Not Every Homeless Person Is Looking To Buy Liquor, Drugs, Or Cigarettes
And who am I to want to deprive them of these petty vices when at least for a moment it will take their minds off their condition.
I relocated with my girlfriend from Orlando to Los Angeles for job reasons. Talk about a culture shock. Los Angeles makes Orlando look like Ames but I have never been to Ames so who knows. Despite growing up in the suburbs I always prided myself or believed that I was committed to diversity. Now I get to live it.
Anyway, there's this homeless gentleman in a wheel chair at the corner of Seventh and Olive in front of a Subway.
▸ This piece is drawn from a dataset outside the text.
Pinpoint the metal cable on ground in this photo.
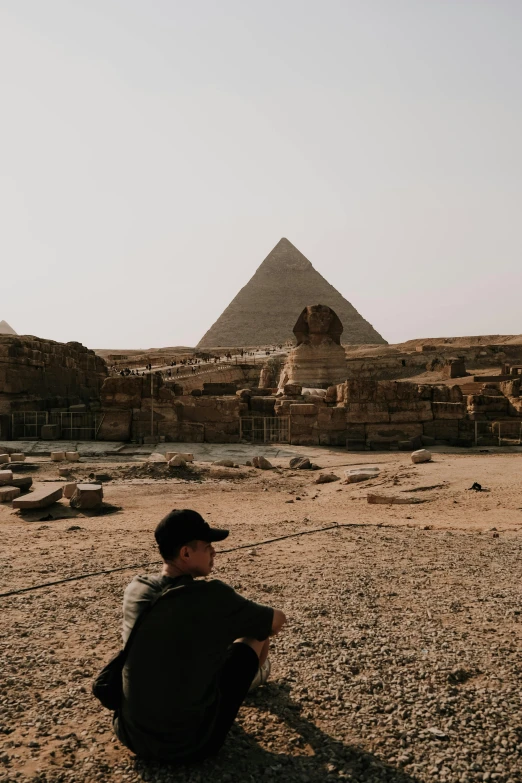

I give him a dollar .I would like to give more but my gf and I were almost destroyed by the Great Recession and are trying to rebuild our lives. I have over a dozen residences in the past three years or so. He asks me if I can go on to Subway and get him in a lemonade. It's lunch time and the place is packed. So, I go out and tell him I will go to 7-11. I buy him a huge lemonade for 99 cents and some peanuts.
I have lived in Orlando, Ft. Lauderdale, and now L A . All three cities have homeless populations but in L A it seem particularly acute. I have seen them in Beverly Hills, (across the street from the famous or infamous Beverly Hilton), in Koreatown, in downtown, and in Sherman Oaks, and on the subway.